Değerli dostlar,
Şevket Süreyya Aydemir’in II. Abdülhamit zamanını anlattığı bir bölümü sizlerle paylaşmak istiyorum. Bu yazı mutlaka sizlerde bir çağrışım yapacaktır.
“Jeopolitik Zorlayacaktı!
Bu gidiş elbetteki bir takım karşı hareketleri davet edecekti. Çünkü her baskı, müspet kuvvet demek değildir. Tutucu baskı ve zulüm, aczin ve dünyanın gidişine ayak uyduramamanın alametidir.

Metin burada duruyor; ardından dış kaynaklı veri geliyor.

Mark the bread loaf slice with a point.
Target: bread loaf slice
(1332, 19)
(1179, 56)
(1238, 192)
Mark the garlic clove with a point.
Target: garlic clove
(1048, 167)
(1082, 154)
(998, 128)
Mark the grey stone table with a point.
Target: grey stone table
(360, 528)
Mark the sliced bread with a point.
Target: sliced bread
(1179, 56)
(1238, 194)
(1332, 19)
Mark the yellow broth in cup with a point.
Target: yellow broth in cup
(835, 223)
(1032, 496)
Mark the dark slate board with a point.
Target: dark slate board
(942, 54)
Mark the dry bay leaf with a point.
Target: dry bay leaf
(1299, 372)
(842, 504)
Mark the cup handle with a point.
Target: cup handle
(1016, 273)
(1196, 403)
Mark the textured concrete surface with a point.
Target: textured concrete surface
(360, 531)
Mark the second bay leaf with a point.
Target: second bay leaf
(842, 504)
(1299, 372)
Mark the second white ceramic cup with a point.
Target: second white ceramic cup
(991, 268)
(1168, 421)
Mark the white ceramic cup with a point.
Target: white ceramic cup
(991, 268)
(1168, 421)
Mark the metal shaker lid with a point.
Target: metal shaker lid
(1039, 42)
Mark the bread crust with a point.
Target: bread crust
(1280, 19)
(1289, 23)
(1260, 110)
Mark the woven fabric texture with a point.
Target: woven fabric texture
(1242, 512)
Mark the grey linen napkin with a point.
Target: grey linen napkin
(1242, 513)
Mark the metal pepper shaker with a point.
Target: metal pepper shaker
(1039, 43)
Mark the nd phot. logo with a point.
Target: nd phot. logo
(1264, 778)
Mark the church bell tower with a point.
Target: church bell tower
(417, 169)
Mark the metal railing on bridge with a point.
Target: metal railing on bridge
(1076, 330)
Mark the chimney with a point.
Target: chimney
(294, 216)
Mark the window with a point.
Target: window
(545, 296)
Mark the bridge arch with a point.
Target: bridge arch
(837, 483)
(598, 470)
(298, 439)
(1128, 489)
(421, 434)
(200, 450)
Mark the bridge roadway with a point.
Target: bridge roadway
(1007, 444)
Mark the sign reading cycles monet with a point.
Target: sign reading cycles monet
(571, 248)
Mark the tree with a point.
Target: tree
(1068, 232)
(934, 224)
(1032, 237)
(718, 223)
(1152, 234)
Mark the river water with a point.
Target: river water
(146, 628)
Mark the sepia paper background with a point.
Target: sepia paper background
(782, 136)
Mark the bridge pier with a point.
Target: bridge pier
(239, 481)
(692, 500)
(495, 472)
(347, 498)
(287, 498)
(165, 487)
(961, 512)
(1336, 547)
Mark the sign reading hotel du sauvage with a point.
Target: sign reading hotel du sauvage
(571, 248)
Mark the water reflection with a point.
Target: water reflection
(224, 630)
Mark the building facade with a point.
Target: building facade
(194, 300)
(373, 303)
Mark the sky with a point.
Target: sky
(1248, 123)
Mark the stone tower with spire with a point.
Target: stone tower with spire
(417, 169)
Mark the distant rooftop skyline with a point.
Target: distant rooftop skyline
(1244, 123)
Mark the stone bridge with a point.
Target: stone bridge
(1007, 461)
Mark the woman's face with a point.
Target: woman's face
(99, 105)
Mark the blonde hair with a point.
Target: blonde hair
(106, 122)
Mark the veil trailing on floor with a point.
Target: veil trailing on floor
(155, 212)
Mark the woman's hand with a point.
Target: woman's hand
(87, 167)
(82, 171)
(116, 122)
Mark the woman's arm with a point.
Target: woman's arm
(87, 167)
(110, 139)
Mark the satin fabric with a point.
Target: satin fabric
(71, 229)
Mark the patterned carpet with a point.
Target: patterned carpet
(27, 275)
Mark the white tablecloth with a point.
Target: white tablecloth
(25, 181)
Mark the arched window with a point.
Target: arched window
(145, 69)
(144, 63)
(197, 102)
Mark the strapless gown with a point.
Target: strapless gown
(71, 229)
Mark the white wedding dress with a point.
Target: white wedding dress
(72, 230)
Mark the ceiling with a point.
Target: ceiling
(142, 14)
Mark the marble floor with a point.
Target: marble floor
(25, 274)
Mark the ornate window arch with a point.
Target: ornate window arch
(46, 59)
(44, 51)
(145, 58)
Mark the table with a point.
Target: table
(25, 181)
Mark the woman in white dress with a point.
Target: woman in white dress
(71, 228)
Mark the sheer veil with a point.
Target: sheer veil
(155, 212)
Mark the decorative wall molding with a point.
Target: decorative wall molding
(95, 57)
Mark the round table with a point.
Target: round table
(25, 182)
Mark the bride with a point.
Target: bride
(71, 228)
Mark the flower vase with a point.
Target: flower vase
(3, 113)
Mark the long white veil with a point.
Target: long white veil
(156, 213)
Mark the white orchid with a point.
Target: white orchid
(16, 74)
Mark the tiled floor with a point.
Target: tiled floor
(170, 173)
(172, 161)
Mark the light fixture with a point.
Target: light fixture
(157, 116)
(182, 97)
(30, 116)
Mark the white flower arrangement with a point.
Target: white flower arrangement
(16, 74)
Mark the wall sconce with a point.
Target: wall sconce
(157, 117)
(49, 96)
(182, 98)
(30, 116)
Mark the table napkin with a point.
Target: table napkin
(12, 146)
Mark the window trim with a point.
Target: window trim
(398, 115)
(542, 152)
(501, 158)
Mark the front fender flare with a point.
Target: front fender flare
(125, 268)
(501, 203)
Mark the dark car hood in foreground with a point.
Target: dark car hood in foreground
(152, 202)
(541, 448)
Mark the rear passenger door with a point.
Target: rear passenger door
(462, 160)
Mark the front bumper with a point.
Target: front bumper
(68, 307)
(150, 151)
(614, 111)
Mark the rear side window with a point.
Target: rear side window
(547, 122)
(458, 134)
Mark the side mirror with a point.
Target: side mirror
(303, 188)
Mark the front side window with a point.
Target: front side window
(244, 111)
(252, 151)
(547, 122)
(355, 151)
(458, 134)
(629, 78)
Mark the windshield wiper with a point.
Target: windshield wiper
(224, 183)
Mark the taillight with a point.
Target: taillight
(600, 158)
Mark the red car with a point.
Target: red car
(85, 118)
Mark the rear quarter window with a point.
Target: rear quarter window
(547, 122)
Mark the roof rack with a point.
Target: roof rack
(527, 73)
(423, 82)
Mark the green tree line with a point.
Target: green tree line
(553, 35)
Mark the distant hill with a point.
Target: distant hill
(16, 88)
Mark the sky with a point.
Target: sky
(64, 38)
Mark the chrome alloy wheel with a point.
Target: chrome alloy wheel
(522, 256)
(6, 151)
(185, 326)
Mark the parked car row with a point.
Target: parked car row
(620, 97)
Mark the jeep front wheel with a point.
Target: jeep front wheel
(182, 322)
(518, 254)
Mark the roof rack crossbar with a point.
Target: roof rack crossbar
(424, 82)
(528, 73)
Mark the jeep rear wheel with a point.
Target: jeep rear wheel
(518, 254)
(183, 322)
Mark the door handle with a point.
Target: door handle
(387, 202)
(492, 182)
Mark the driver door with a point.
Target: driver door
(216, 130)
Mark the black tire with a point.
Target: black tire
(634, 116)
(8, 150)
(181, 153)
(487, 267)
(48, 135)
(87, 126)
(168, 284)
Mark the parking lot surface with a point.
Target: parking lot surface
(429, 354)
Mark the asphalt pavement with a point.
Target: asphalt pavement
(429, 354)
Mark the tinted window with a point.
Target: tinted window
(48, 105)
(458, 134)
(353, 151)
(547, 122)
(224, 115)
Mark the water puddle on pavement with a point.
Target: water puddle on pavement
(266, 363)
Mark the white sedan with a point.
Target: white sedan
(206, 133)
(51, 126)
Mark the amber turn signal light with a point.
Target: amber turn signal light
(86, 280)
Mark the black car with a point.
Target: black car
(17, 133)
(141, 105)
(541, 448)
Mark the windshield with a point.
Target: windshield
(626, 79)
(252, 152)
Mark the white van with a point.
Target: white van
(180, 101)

Abdülhamit nizamında da dünyanın gidişini görmemek isteyen bir idareye karşı, devletin yuvarlandığı uçurumu gören veya görmeye çalışan insanların tepkileri, örgütlenme çabaları elbette olacaktı. Memlekette; zekaları oynak, muhayyileleri renkli, ihtirasları sınırsız ve aktif hayatlarının eşiğinde bulunan genç insanlar vardı. Yüksek okullarda veya ordu saflarında bunlardan yüzlercesi, binlercesi, er geç bir çıkış yolu arayacaklardı. Bu gelişmeleri önlemek, hiçbir kudretin yetkisi dahilinde olamazdı. Bu gelişmeleri önlemeye, hibir kudretin gücü yetmezdi. Çünkü Osmanlı İmparatorluğu bir Hindistan maharacalığı değildi Osmanlı İmparatorluğunun jeopolitiği, bir Hindistan maharacalığının, dünyadan tecrit edilmiş, ufukları içinde uyuşmuş, bir coğrafya veya tarih kalıntısına benzemezdi.
Hayır!
Bu İmparatorluğun, dünyanın en çelişmeli bölgesinde, üç kıtanın birleştiği yerde ve üzerinde çağımızın en büyük çatışmaları esip duran, bambaşka bir jeopolitik, bu ülkede bir takım reaksiyonları bir gün harekete geçirecekti!.
Bu durum, ülkeyi bir gün ve eğer ülkenin insanlarından bir direniş hamlesi gelmezse ya büsbütün tarih sahnesinden silecekti. Yahut da yeni yetişen, gidişattan memnun olmayan, pusuda bekleyen ve bir gün kuvvetlerini derlemek kudretini gösterecek bir genç nesil er geç, başlarındaki gafil Sultana ve memleketin karanlık gidişatına “DUR” demek cesaret ve kabiliyetini göstereceklerdi.
Nitekim öyle oldu.!
ENVER PAŞA
Şevket Süreyya Aydemir
Cilt I,
Sayfa 108-109
0 Yorumlar.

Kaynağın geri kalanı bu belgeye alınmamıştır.